Episode 75: Mixed Languages and Scrambled Eggs

In this episode, we continue our look at the gradual emergence of Middle English from the linguistic rubble left in the wake of the Norman Conquest. English remained fractured and broken, and foreign influences continued to come in. We explore the changing language of the Peterborough Chronicle. We also examine how a merchant’s failed attempt to buy some eggs shaped the history of the English language.


19 thoughts on “Episode 75: Mixed Languages and Scrambled Eggs

    • I don’t know why the podcast is no longer listed there. I recently moved the podcast website to a new server, so that could be causing the problem. If so, it should correct itself over time.

    • A couple of other listeners have suggested that the ‘o’ in “oc” is short. I am not 100% sure. It seems that I have heard both pronunciations.

    • I actually discussed the use of ‘-ck’ in Episode 89. As I noted in that episode, scribes tended to double the consonant letter after a vowel in order to indicate a short vowel sound. This was done with ‘cc’ and ‘kk’ which both represented the same consonant sound. It became common in Middle English to use one of each letter (i.e, ‘-ck’) to indicate that a short vowel sound was followed by a ‘k’ sound. Thus, words like “back,” “peck,” “tick,” “sock” and “luck.” It is therefore just another way of indicating a short vowel sound by doubling the following consonant.

  1. Kevin,

    I am unable to play episodes 1 through 75 on desktop. I also cannot download these episodes on desktop. I think this might be because you switched servers, though I am unsure. Episode 76 and onward I can listen to or download. I hope you get this message, thank you for this amazing podcast.

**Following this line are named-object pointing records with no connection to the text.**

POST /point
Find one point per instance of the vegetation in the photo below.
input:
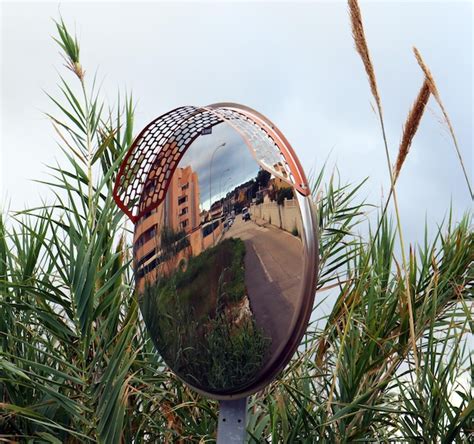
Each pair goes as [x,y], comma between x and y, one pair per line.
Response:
[389,363]
[193,318]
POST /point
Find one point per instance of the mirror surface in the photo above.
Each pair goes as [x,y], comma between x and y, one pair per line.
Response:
[219,264]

    • I am not sure why you are having a problem. Episodes 1-75 work fine on my end, and I have not received any other feedback or complaints about those episodes. I wonder if you experienced a temporary glitch. Let me know if you’re still having problems with those episodes.

  2. Hi Kevin,

    Could you explain a bit more about the Norse word for “but” mentioned around minute 34? Is this the same as the old norse “ok” which later became “og” in modern Norwegian, meaning “and”? Were the words “but” and “and” once the same? What happened to this version of “but”?

    Great episode.

    Thank you,

    • The word was “oc,” and it is my understanding that it could be used to mean either ‘but’ or ‘and’ in early Middle English. So it was a somewhat generic conjunction. The word was actually quite common in early Middle English documents, but is rarely found from the 1400s on. I don’t know enough about the modern Norse languages to trace its history there.

    • Old English “ac” and Old Norse “oc” were both used as conjunctions and both had very similar meanings. The two words were cognate having derived from the same Germanic root word. Both were also used in early Middle English. Most of my resources suggest that the vowels remained distinct in Middle English so that “oc” represented the Norse version of the word. However, I should note the OED says the following about the etymology of “oc” – “Probably partly a variant of ‘ac’ … and partly early Scandinavian.”

  3. This episode was fascinating. Thank you so much. I had an odd occurrence even in our modern world of not being able to communicate; went into a Starbucks coffee and asked for a “depth charge” = espresso shot poured into a cup of coffee = a term I heard first at Caribou coffee. The attendant behind the counter had no idea what I was asking for and I had to explain what it was I wanted. Reminded me of Caxton’s egg story. Do you think we get the phrase “eggs is eggs” from this incident? Here it is in the British Library: https://www.bl.uk/learning/timeline/item126611.html

      • According to Brewer’s Phrase & Fable, the phrase “as sure as eggs is eggs” is possibly a corruption of “as sure as x is x”, referring to the use of x in algebra and logic.